A police officer, who spoke on condition of anonymity because he was not authorised to talk to the media, said bodies were seen in restaurants downstairs and in offices upstairs, but "there was no time to count the dead."
'Very confident' attackers
As the explosion and gunfire rang out in the leafy Westlands suburb, hundreds of terrified office workers barricaded themselves in the complex while some fled.
"We have no idea what is happening. Gunshots are coming from multiple directions," said Simon Crump, an employee at an international firm who was hiding with his colleagues.
Crump was among the first wave of people evacuated from the office buildings surrounding the Dusit hotel after an hour of sustained gunfire as elite security forces engaged the gunmen.
Authorities sent special forces into the hotel to flush out the gunmen.
A number of heavily-armed foreign forces, who appeared to be from embassies based in Nairobi, were at the scene alongside Kenyan security officers.
One survivor rescued from the building, speaking to a local television station, said the attackers were "very confident; they were people who knew what they were doing".
CCTV footage broadcast on local television stations showed four attackers, clad all in black and heavily armed, entering a courtyard in the compound at the start of the attack.

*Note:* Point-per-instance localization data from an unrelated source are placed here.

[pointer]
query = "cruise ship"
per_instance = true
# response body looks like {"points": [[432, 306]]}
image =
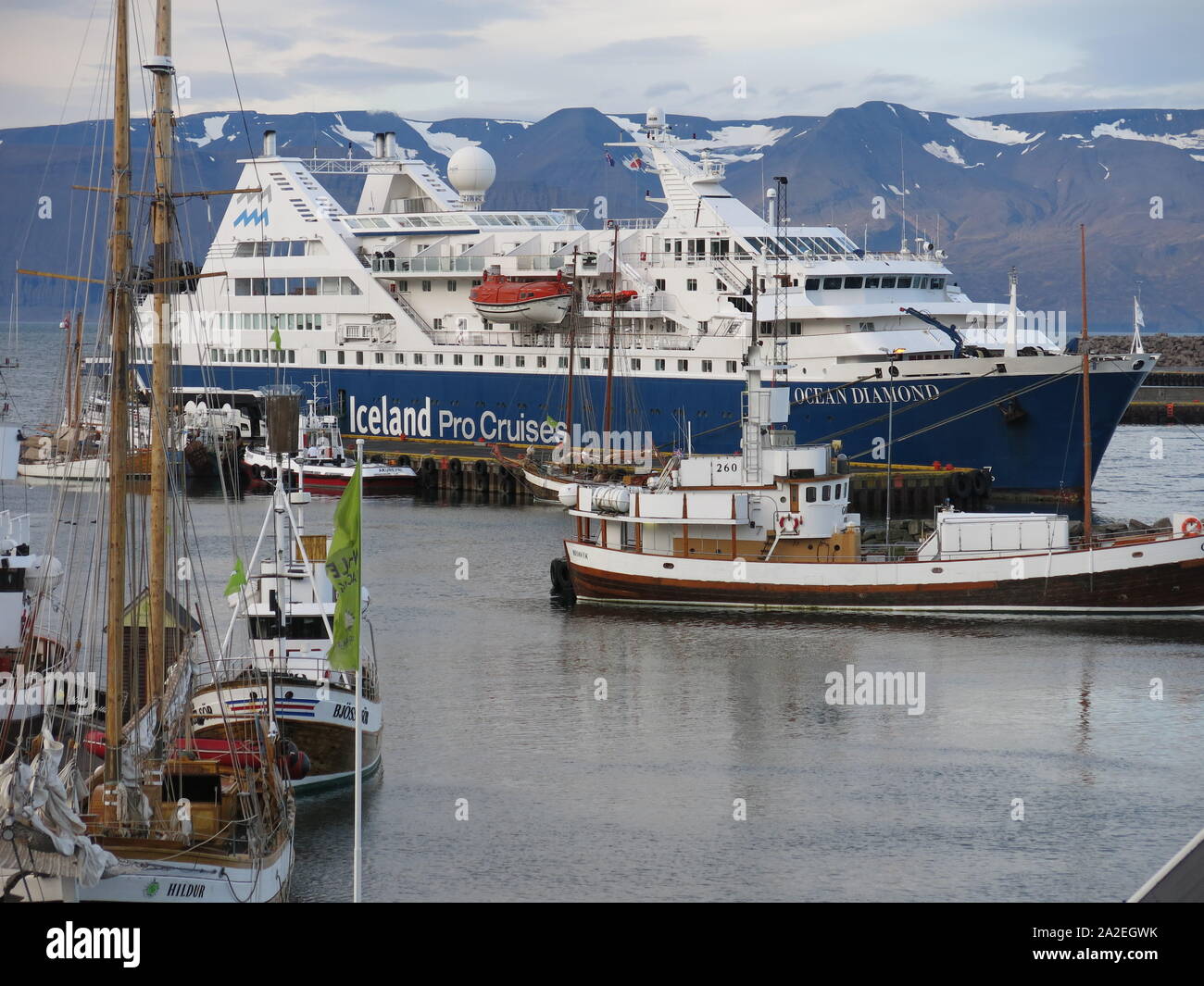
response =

Authorities did not say how many attackers there were — or what happened to them.
'A flash and a bang'
John Maingi said there had been "a flash of lights and a loud bang" at the Secret Garden restaurant where he works.
"When I peeped outside I saw a human leg which has been cut off. We hid in the room and then some police officers rescued us," he said.
Reuben Kimani, a barista who was rescued after several hours trapped inside the hotel, said he had recognised one of the attackers as a client he had served coffee to in recent days.
"I knew one of them because he had a big scar on one of his hands," he said. "I saw them. They shot six of my friends, four didn't die but two succumbed."
Several Nairobi establishments popular with westerners, such as the J's and Alchemist bars and the Village Market shopping centre, announced on social media that they had closed for security reasons.
Al Shahab attacks in Kenya
The attack at DusitD2 is the first in Nairobi since gunmen stormed the city's Westgate shopping mall in 2013.
That assault was also claimed by Al Shabab, fighting since 2007 to overthrow the internationally-backed government in Mogadishu.
The Al Shabab targeted Kenya after it sent its army into Somalia in October 2011 to fight the group.
On April 2, 2015, another Al Shabab attack killed 148 people at the university in Garissa, eastern Kenya.
In its statement, the group noted the attack came exactly three years after its fighters overran a Kenyan military base in Somalia.
"This attack on Nairobi hotel came as Kenyans and their media are commemorating (the) El Adde attack," it said.
The Shabab claimed it killed more than 200 soldiers in that assault. The government has refused to give a toll or disclose details.